Once Gregory would have answered confidently; he even now checked an impulse to do so. "I don't know," he owned, meekly.

"I do like you, Mr. Gregory!" she relented, as if touched by his meekness, to the confession. "You know I do—moa than I ever expected to like anybody again. But it's not because I used to like you, or because I think you always acted nicely. I think it was cruel of you, if you ca'ed for me, to let me believe you didn't, afta that fust time. I can't eva think it wasn't, no matta why you did it."

"It was atrocious. I can see that now."

"I say it, because I shouldn't eva wish to say it again. I know that all the time you we'e betta than what you did, and I blame myself a good deal moa fo' not knowing when you came to Florence that I had begun to ca'e fo'some one else. But I did wait till I could see you again, so as to be su'a which I ca'ed for the most. I tried to be fai'a, before I told you that I wanted to be free. That is all," she said, gently, and Gregory perceived that the word was left definitely to him.

He could not take it till he had disciplined himself to accept unmurmuringly his sentence as he understood it. "At any rate," he began, "I can thank you for rating my motive above my conduct."

"Oh," she said. "I don't think either of us acted very well. I didn't know till aftawa'ds that I was glad to have you give up, the way you did in Florence. I was—bewild'ed. But I ought to have known, and I want you to undastand everything, now. I don't ca'e for you because I used to when I was almost a child, and I shouldn't want you to ca'e for me eitha, because you did then. That's why I wish you had neva felt that you had always ca'ed fo' me."

"Yes," said Gregory. He let fall his head in despair.

"That is what I mean," said Clementina. "If we ah' going to begin togetha, now, it's got to be as if we had neva begun before. And you mustn't think, or say, or look as if the'e had been anything in oua lives but ouaselves. Will you? Do you promise?" She stopped, and put her hand on his breast, and pushed against it with a nervous vehemence.

"No!" he said. "I don't promise, for I couldn't keep my promise.
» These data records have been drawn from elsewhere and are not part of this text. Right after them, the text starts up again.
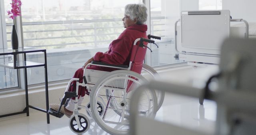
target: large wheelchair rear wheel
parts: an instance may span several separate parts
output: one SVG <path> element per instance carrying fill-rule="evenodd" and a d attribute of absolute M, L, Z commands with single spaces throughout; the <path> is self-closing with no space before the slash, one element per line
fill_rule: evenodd
<path fill-rule="evenodd" d="M 143 64 L 142 75 L 147 80 L 154 79 L 155 77 L 159 75 L 158 73 L 149 66 Z M 157 97 L 157 111 L 158 111 L 163 104 L 164 99 L 164 91 L 158 89 L 155 89 L 155 92 Z"/>
<path fill-rule="evenodd" d="M 99 126 L 112 135 L 127 135 L 131 96 L 139 85 L 147 81 L 138 73 L 125 70 L 111 72 L 99 80 L 90 94 L 92 113 Z M 106 105 L 102 116 L 96 107 L 98 101 Z M 140 115 L 154 117 L 157 109 L 154 91 L 144 90 L 138 103 Z"/>

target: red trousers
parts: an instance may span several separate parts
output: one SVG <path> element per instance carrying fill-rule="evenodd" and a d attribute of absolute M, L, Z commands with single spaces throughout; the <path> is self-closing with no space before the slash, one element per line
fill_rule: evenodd
<path fill-rule="evenodd" d="M 103 67 L 99 67 L 95 66 L 90 66 L 87 67 L 87 69 L 95 69 L 98 70 L 105 71 L 111 71 L 114 70 L 118 69 L 116 68 L 106 68 Z M 80 68 L 78 69 L 74 75 L 73 78 L 76 78 L 79 79 L 79 83 L 82 83 L 83 82 L 83 76 L 84 76 L 84 70 L 82 68 Z M 76 82 L 75 81 L 73 81 L 71 83 L 71 87 L 68 90 L 69 91 L 74 92 L 76 91 Z M 78 92 L 77 93 L 78 95 L 78 98 L 80 97 L 84 97 L 85 94 L 89 95 L 89 93 L 88 91 L 88 90 L 86 89 L 86 87 L 82 87 L 79 86 L 78 87 Z M 72 98 L 72 99 L 74 99 L 75 97 Z"/>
What you ask is impossible. The past is part of us; it can't be ignored any more than it can be destroyed. If we take each other, it must be for all that we have been as well as all that we are. If we haven't the courage for that we must part."

He dropped the little one's hand which he had been holding, and moved a few steps aside. "Don't!" she said. "They'll think I've made you," and he took the child's hand again.

They had emerged from the shadow of the woods, and come in sight of her father's house. Claxon was standing coatless before the door in full enjoyment of the late afternoon air; his wife beside him, at sight of Gregory, quelled a natural impulse to run round the corner of the house from the presence of strangers.

"I wonda what they'a sayin'," she fretted.

"It looks some as if she was sayin' yes," said Claxon, with an impersonal enjoyment of his conjecture. "I guess she saw he was bound not to take no for an answa."

"I don't know as I should like it very much," his wife relucted. "Clem's doin' very well, as it is. She no need to marry again."

"Oh, I guess it a'n't that altogetha. He's a good man." Claxon mused a moment upon the figures which had begun to advance again, with the little one between them, and then gave way in a burst of paternal pride, "And I don't know as I should blame him so very much for wantin' Clem. She always did want to be of moa use—But I guess she likes him too."